With his graduate degree in hand, Fr. Kenneth to leave for his native Nigeria

The Rev. Kenneth Eze, OSA, is scheduled to return to his native Nigeria this month after spending a year at Merrimack College earning a graduate degree in higher education.

“I have really enjoyed it, no doubt,” he said. “The biggest adjustment I had to make was the weather.” 

Fr. Kenneth was a welcome celebrant at noontime Masses in Our Mother of Good Counsel Chapel where his homilies have typically built in a crescendo of joy and passion.

In the classroom, he’s made friends and expanded his educational horizon.

“Being back as a student is quite an interesting thing,” Fr. Kenneth said. “I had to readjust again and put myself back to understand I am a student, not a teacher.”

Merrimack has been a bit different than his undergraduate studies. There is more interaction in the classroom and more field research at the graduate level.

Fr. Kenneth is uncertain of his next assignment but teaching wouldn’t be a bad idea. He was a volunteer teacher for two months at his first parish and fell in love with the job.

He came to the United States last August and was struck by the cultural differences. As each season passed he grew increasingly comfortable with the New England way of life and culture. However, coming from a warm climate, winter was not that much fun for him.

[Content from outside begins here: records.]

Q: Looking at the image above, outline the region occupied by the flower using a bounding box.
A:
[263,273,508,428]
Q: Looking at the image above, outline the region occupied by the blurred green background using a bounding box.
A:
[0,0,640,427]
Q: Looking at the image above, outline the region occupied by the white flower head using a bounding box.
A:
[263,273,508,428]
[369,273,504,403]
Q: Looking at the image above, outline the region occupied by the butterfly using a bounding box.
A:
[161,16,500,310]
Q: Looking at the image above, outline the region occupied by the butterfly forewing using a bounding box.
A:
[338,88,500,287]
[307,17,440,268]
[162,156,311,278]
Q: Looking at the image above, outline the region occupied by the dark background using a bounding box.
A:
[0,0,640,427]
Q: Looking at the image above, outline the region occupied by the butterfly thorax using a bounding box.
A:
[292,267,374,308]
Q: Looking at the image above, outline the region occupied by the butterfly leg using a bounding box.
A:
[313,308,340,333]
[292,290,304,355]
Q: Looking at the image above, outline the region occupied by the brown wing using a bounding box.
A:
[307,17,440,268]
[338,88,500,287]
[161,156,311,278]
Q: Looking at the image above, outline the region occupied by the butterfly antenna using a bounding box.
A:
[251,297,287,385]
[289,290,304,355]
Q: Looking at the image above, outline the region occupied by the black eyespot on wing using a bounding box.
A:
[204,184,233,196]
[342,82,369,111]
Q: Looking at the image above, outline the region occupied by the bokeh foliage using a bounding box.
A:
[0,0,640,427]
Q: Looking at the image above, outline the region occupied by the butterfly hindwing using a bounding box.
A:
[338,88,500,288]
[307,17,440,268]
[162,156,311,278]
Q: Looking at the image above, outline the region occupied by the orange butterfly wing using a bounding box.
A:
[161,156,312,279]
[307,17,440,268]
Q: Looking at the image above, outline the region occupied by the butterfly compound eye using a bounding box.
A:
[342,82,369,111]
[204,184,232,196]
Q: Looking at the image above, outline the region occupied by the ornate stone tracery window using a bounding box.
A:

“This is the first time I’ve been this far from home and stayed this long,” he said. “It’s been an experience.”

Fr. Kenneth grew up a soccer fan and recently attended his first Red Sox game at Fenway Park with other Augustinians living at St. Ambrose Friary.

“The baseball game, I noticed, is a big deal,” he said. “I confess, it was great but took so long.”

Fr. Kenneth knew as young boy that he wanted to be a priest. It’s difficult to articulate the calling to the priesthood but it was unrelenting and he started his vocational journey as an altar server, he said. 

He went to public high school but based on his desire to be a priest, he transferred to a mission high school. From there, he attended St. Thomas Aquinas Major Seminary where he studied philosophy. After three years as a postulant he attended novitiate for a year of spiritual discernment, then professed his first vows in 2006.

Fr. Kenneth studied theology at St. Augustine Seminary and was ordained in 2010.

He expects to return home in mid-August.